The general rule seems to be, the more layers you automate with LLMs, the worse each successive layer gets. Piping LLM output as input into new LLM calls, you're already starting to notice how things fall apart and get lost quickly.
If you have the idea, more or less the implementation plan, let the LLM do the coding, you can end up with something maintainable and nice, it's basically up to you.
Strip away one layer, so you have the idea, but let the LLM come up with the implementation plan, then also the implementation, and things end up a lot less than ideal.
Remove another layer, let the LLM do it all, and it's all a mess.
It's like those sequences of images where we ask the LLM to reproduce the same image exactly, and we just get some kind of grotesque collapse after a few dozen iterations. The same happens with text and code. I call this "semantic collapse".
I conjecture that after some years of LLMs reading a SharePoint site, producing summaries, then summaries of those summaries, etc... We will end up with a grotesque slurry.
At some point, fresh human input is needed to inject something meaningful into the process.
People like to make the comparison between zip file compressions, where you can degrade something by continually compressing. Same with using jpeg or mp3. But I like to use the analogy of the game "Telephone" (also called "Chinese Whispers"). I think it also highlights how fraught natural language is and just how quickly it can degrade. I think a lot of people are insufficiently impressed with how good we are at communicating at all.

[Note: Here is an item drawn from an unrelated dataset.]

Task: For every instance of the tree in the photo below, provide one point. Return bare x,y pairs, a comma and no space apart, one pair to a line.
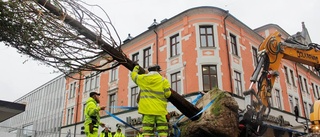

I think this principle applies only if you lack feedbacks. Yes, when you go through multiple layers of open loop control, you're going to get less precise at each layer. It's less clear that the situation is as dire if each level has metrics and can self-adjust to optimize its performance.
It's all about how full the context is, right? For a task that can be completed in 20% of the context it doesn't matter, but you don't want to fill your context with exploration before you do the hard part.
I have actually found something close to the opposite. I work on a large codebase and I often use the LLM to generate artifacts before performing the task (for complex tasks). I use a prompt to say "go explore this area if the code and write about it". It documents concepts and has pointers to specific code. Then a fresh session can use that without reading the stuff that doesn't matter. It uses more tokens overall, but includes important details that can get totally missed when you just let it go.